Construction of this part in submission form was performed in the roundabout manner detailed below.

1) PCR amplification of Pveg + spoVG RBS + lytC + linker + FLAGTM region using BBa_K316037 as the template.

Forward primer design: 5’ – [6bp cap] [20bp overlap with standard prefix] – 3’

Forward primer sequence: 5’ – GATCATGAATTCGCGGCCGCTTCTAG – 3’ (26bp)

Reverse primer design: 5' – [8bp cap] [7bp SpeI restriction site] [6bp reverse-complementary double stop codon] [24bp reverse-complementary sequence of codon optimized FLAGTM] [15bp reverse-complementary overlap with linker] - 3'

Reverse primer sequence: 5’ – GTTTCTTCACTAGTATTATTATTTATCATCATCATCTTTATAATCGGCCGCGGCTTTCGC – 3’ (60bp)

It was discovered that the transposon insAB had been inserted within the lytC coding region of the K316037 plasmid we had used for amplification. Thus it was decided to amplify a ‘safe’ copy of the 1-954bp region of lytC and the linker + FLAGTM sequence separately after which overlapping PCR would be used to join them.

2) PCR amplification of 1-954bp lytC from the B. subtilis genome.

Forward primer design: 5’ – [6bp cap] [7bp XbaI restriction site] [30bp overlap with lytC] – 3’

Forward primer sequence: 5’ – GATCATTCTAGAGTTGCGTTCTTATATAAAAGTCCTAACAATG – 3’ (43bp)

Reverse primer design: 5’ – [27bp reverse-complementary overlap with lytC] – 3’

Reverse primer sequence: 5’ – TACAACTGGATTCTTTAGCTGATTAGC – 3’ (27bp)

3) PCR amplification of linker + FLAGTM from existing construct.

Forward primer design: 5’ – [31bp overhang overlapping with lytC] [19bp overlap with linker] – 3’

Forward primer sequence: 5’ – GGTTGCTAATCAGCTAAAGAATCCAGTTGTAAGCAGAGGCTCACGCGCAC – 3’ (50bp)

Reverse primer design: 5’ – [8bp cap] [6bp BamHI restriction site] [7bp SpeI restriction site] [31bp overlap with FLAGTM and linker sequence] – 3’

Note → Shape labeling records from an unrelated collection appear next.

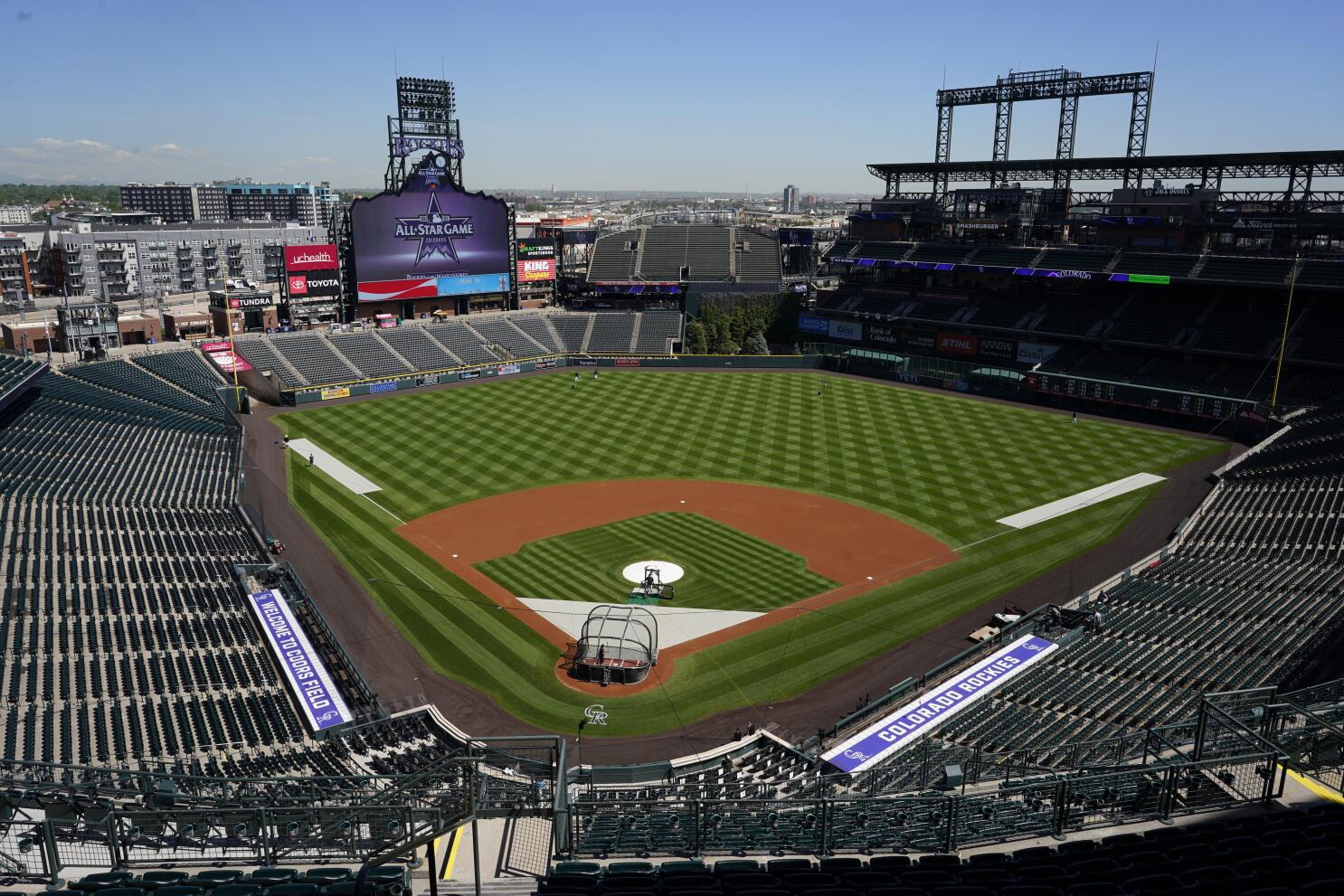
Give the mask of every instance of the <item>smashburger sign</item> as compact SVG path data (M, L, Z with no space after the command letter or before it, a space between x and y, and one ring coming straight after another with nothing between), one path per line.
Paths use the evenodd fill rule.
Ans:
M313 243L310 246L285 246L285 270L336 270L335 243Z

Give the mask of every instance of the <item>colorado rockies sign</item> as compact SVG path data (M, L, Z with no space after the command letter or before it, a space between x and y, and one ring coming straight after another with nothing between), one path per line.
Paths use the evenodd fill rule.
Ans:
M851 735L823 754L840 771L863 771L921 737L1001 684L1040 662L1055 647L1028 634L977 661L957 677L925 690L880 721Z

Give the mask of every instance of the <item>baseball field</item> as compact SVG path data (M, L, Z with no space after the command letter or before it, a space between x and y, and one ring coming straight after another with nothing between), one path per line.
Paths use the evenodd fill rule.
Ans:
M997 520L1220 450L810 372L546 375L276 422L378 489L290 455L290 498L349 574L430 666L527 723L570 731L593 693L526 599L621 602L620 570L657 557L685 570L676 607L750 611L603 690L591 733L613 736L808 690L1102 544L1160 485Z

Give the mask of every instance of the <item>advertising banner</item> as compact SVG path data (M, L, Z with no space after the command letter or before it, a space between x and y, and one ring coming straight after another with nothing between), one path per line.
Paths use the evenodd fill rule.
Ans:
M266 643L276 654L276 661L285 681L289 682L289 689L298 700L308 725L313 731L323 731L353 721L355 715L332 682L321 657L309 643L308 634L294 621L289 603L280 590L258 591L250 595L250 603L262 631L266 633Z
M882 762L921 737L1005 681L1048 657L1059 645L1034 634L1017 638L961 674L934 685L879 721L844 739L821 755L844 772L856 772Z
M980 357L992 357L999 361L1017 360L1017 340L980 337Z
M222 369L224 373L233 373L234 371L246 373L251 369L251 364L249 364L243 357L228 351L228 343L224 343L223 345L224 351L222 352L206 352L206 357L208 357L215 367Z
M392 154L398 159L410 156L422 149L441 152L450 159L462 157L462 141L457 137L392 137Z
M360 281L359 301L394 302L407 298L438 298L438 278L388 279L378 282Z
M1059 351L1058 345L1043 345L1042 343L1017 343L1019 364L1044 364Z
M863 339L863 324L857 321L827 321L827 324L829 324L827 334L831 339L847 339L852 341Z
M314 243L312 246L285 246L285 273L306 270L336 270L335 243Z
M868 341L878 345L899 345L900 330L887 324L868 324Z
M927 329L900 330L900 339L905 341L906 348L914 348L923 352L934 351L938 344L938 334Z
M517 282L535 283L555 279L555 240L517 240Z
M831 321L825 317L812 317L810 314L798 314L798 332L800 333L829 333Z
M508 206L454 187L441 153L426 156L399 192L356 199L351 230L360 301L423 298L387 296L395 282L452 290L434 296L508 290Z
M325 274L289 274L285 277L289 283L289 296L340 296L340 277L336 271Z
M534 231L543 239L558 239L566 246L591 246L597 242L597 227L535 227Z
M238 310L243 308L267 308L276 304L276 297L270 293L257 293L255 296L230 296L228 308Z
M938 351L948 355L974 355L976 337L965 333L938 333Z

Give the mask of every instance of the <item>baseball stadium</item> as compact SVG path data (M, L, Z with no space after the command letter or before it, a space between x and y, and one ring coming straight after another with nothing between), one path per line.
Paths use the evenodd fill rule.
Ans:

Reverse primer sequence: 5’ – GTTTCTTCGGATCCACTAGTATTATTATTTATCATCATCATCTTTATAATCG – 3’ (52bp)

NB. This reverse primer was originally intended to allow PCR addition of a BamHI site to the 3’ end of the construct. This would allow it to be ligated into the multiple cloning site of integration vector pDG1661. That function was never pursued and the primer was recycled for use here.

4) Overlapping PCR linking products from steps 2 and 3.

5) Ligation into standard backbone pSB1C3.

Following successful PCR the PCR product and pSB1C3 were digested with XbaI and SpeI. The two digestion products were then ligated together.